Because her son is incarcerated about eight hours away from where she leaves, Branch-Kennedy can only afford the time and cost of visiting in person about once a month, with support from a local church group. She says this makes the phone calls even more important “for families already dealing with economic hardships.”
A new study finds that more than one in three families with a member in prison go into debt due to the cost of phone calls and visits.
But Global Tel Link, Securus, and other prison phone companies are threatening to sue over the new rules, saying their businesses will suffer “irreparable, immediate harm.” One major sticking point is a provision discouraging companies from giving commissions — or kickbacks — to the jails that give them exclusive contracts, a cost that is passed on to the prisoners and their families in the price of the phone call while the phone companies make hundreds of millions of dollars every year.
Some states have already banned such kickback schemes, including New Jersey, Ohio, and West Virginia, and the cost of prison phone calls has subsequently gone drastically down.
I have spent close to $25,000, maybe closer to $30,000 over the past 14 years, just trying to stay in touch with my son.

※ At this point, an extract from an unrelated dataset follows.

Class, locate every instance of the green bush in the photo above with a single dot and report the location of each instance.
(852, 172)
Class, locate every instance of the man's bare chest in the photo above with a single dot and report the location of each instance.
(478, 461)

Others who profit from the current system are also vowing to fight the new rules. Sheriffs who currently depends on the kickbacks for their budgets are even threatening to eliminate phone access entirely for their inmates. The FCC emphasized Thursday that some forms of “commissions” will still be allowed under the new regime, as long as they doesn’t push the cost of the call above the new cap. The FCC will demand annual reports from the phone companies to monitor compliance.
Citing studies showing that regular phone communication drastically reduces a prisoner’s risk of recidivism, Commissioner Clyburn said Thursday’s vote was a key part of the criminal justice reform conversations currently happening on Capitol Hill and around the country. She added that in efforts to do what is best for prisoners and society, it is crucial to protect their loved ones from “usurious” corporations.
“The greatest impact of an inmate’s sentence is on the family members who are left behind,” she said. “For too long we have remained idle as families, friends, activists, and clergies have pleaded for relief. No more excuses. No more justifications for inaction.”